« La conspiration du Caire » :  au nom du pouvoir 

Adam, fils d’un pêcheur dans un petit village, est accepté pour étudier à l’université Al Azhar au Caire, la plus grande institution islamique…

Après Le Caire confidentiel, qui avait déjà connu un succès critique, Tarik Saleh retourne métaphoriquement dans la capitale égyptienne (il ne peut en réalité y tourner car il y est persona non grata) avec un nouveau film infiltrant un milieu institutionnel pour en analyser les mécanismes de pouvoir. Après la police, c’est la grande université religieuse Al Azhar qui offre au cinéaste l’occasion d’une nouvelle démonstration brillante, qui lui a valu le Prix du scénario à Cannes.

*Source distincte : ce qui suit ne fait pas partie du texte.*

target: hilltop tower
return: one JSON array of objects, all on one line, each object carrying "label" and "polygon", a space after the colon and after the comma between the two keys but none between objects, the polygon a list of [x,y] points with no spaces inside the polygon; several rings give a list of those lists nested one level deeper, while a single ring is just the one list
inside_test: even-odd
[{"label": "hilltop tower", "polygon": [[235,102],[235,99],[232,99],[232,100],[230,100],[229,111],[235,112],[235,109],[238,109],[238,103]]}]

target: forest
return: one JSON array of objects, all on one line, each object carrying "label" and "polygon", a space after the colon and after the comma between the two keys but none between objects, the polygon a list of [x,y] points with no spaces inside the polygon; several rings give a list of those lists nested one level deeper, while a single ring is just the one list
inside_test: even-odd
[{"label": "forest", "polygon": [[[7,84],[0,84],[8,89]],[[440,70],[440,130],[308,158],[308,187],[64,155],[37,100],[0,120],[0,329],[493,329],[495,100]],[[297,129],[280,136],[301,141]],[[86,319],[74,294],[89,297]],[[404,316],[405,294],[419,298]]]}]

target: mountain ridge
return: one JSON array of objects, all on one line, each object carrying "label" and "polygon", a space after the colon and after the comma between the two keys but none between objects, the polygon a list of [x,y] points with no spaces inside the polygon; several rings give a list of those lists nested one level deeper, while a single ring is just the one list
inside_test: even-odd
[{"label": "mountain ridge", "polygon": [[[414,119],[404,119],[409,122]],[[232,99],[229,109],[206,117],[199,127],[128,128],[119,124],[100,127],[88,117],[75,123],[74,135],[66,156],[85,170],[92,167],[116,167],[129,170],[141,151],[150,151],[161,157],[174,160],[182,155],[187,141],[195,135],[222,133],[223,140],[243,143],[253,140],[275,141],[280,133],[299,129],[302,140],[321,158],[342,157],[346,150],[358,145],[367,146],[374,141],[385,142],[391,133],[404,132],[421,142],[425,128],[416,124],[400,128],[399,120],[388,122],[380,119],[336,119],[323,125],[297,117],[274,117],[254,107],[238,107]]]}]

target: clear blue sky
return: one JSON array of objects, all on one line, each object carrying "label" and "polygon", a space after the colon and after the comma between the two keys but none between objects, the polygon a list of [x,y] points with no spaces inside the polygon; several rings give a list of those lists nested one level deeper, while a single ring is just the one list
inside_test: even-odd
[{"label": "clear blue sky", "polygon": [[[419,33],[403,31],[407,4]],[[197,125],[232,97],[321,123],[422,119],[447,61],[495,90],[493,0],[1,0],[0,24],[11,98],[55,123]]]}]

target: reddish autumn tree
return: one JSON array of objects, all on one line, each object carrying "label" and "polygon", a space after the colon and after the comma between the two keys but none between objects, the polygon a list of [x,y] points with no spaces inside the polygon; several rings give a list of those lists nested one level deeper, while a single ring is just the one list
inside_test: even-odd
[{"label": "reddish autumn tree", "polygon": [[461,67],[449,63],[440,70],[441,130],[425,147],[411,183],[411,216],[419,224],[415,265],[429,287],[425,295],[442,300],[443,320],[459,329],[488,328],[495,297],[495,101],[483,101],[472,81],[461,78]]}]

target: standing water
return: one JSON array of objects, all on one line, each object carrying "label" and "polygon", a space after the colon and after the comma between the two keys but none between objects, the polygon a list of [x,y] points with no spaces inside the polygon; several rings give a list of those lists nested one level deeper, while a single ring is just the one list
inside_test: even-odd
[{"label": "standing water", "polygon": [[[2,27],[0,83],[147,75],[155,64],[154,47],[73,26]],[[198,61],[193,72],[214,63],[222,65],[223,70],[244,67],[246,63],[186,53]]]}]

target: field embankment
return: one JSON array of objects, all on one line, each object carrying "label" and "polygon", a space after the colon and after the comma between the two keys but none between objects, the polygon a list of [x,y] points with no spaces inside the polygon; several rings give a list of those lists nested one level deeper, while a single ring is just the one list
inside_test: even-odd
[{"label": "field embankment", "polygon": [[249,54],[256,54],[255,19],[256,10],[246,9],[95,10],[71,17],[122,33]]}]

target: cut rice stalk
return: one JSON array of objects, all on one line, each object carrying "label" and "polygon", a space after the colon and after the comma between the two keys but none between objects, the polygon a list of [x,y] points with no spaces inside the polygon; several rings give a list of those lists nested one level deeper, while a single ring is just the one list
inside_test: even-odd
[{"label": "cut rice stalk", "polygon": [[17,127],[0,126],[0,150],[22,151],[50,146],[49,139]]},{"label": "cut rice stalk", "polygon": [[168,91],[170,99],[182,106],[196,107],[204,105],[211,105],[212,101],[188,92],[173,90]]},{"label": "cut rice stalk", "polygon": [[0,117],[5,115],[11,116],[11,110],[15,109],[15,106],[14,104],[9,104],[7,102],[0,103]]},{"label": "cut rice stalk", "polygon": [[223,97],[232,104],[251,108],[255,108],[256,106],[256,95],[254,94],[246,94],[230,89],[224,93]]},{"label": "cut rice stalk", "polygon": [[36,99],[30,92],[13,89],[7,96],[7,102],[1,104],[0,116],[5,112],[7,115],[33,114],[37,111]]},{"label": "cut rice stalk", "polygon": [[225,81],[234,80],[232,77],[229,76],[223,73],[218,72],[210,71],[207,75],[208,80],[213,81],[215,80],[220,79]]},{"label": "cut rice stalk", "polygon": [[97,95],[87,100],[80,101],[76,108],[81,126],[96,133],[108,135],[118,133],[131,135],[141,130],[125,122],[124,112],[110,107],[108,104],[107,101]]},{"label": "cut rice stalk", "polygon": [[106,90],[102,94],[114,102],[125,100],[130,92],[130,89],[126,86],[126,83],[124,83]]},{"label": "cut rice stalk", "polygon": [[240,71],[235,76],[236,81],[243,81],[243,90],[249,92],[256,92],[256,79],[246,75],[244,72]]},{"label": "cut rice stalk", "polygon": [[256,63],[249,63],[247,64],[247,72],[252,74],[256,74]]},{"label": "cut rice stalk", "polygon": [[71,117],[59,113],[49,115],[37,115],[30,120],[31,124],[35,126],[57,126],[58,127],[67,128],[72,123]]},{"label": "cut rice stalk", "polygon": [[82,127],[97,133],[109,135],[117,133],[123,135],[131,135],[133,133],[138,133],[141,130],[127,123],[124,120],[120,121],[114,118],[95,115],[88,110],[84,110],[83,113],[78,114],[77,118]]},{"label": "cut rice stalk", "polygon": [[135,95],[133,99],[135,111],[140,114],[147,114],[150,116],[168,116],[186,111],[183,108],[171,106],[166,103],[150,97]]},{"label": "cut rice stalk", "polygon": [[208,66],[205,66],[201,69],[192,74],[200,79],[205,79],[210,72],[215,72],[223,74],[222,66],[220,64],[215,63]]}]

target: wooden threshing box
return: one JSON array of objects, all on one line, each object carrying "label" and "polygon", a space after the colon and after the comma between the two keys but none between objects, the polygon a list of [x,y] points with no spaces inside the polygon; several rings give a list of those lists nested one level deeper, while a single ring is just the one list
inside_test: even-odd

Tawfeek Barhom campe un jeune homme d’origine modeste dont la foi et les capacités intellectuelles sont perçues comme un don de Dieu à la fois par sa famille et par l’imam de son village, qui l’encourage à tenter une ascension sociale à la capitale. Désigné comme un « cœur pur » par un camarade, le fils de pêcheur fait preuve d’un mélange d’innocence et de sérieux qui font de lui un étudiant appliqué et théoriquement sans histoire. Mais son extraction modeste et son absence d’attache dans la capitale lui valent d’être repéré par des espions du gouvernement au moment crucial de l’élection du nouveau Grand Imam. Le cinéaste ne cache pas s’être inspiré du Nom de la rose dans ce quasi huis clos où la religion n’est qu’un outil comme un autre pour accéder au pouvoir. Plus près de nous, on pense aux séries Ainsi soient-ils et The Young Pope, qui présentaient le même genre de lutte intestine mais concernant la religion catholique. En changeant de décor et en troquant les ors du Vatican pour la grande mosquée dont l’impressionnante cour symétrique contraste avec les conditions d’habitation spartiates des étudiants, parqués comme des prisonniers dans une cellule, Tarik Saleh trouve un lieu propice à une mise en scène au cordeau. Les plans d’ensemble ou en plongée depuis la tour du minaret ravalent l’étudiant à un pion dans la masse et font prendre conscience de la précarité de la vie dans un plan politique d’envergure. À l’inverse, les très nombreux gros plans sur les visages des protagonistes, en particulier Tawfeek Barhom et Fares Fares, mais aussi Makram Khoury (le cheikh aveugle) , contribuent à faire monter la tension progressivement.

L’intelligence du scénario tient aussi à la gestion d’un rythme d’abord lent, qui permet de faire connaissance avec le protagoniste et de découvrir à ses côtés son nouvel univers, puis progressivement plus tendu, alternant des moments de suspens et des scènes mobiles, telles que la visite chez le cheikh Durani. Derrière les atours du film d’espionnage, avec son lot de retournements, de situations nécessitant l’improvisation pour sauver sa peau et d’alliances recomposées au gré des intérêts, La Conspiration du Caire reste également un film d’apprentissage. C’est sans doute dans cet aspect qu’on retrouve la tonalité pessimiste et mélancolique qui animait les personnages du film précédent du réalisateur. À l’espoir d’une vie meilleure qui porte le protagoniste à son arrivée à l’université succède une inquiétude croissante à la fois sur la moralité des actions qu’il se trouve contraint d’entreprendre et sur les risques qu’il court pour sa propre vie. La remarque de Zizo sur son cœur pur que chaque moment passé à l’université islamique contribuera à noircir apparaît comme une prémonition contre laquelle lutter reviendrait à se faire supprimer d’une façon ou d’une autre. À moins qu’un autre protagoniste de la machination ne décide de prendre le risque de dévier les règles du jeu…

Au-delà de la performance très convaincante du jeune acteur dans le rôle principal, on note également la manière dont Fares Fares se réinvente physiquement pour composer un homme finalement blasé des régimes successifs qu’il a servis.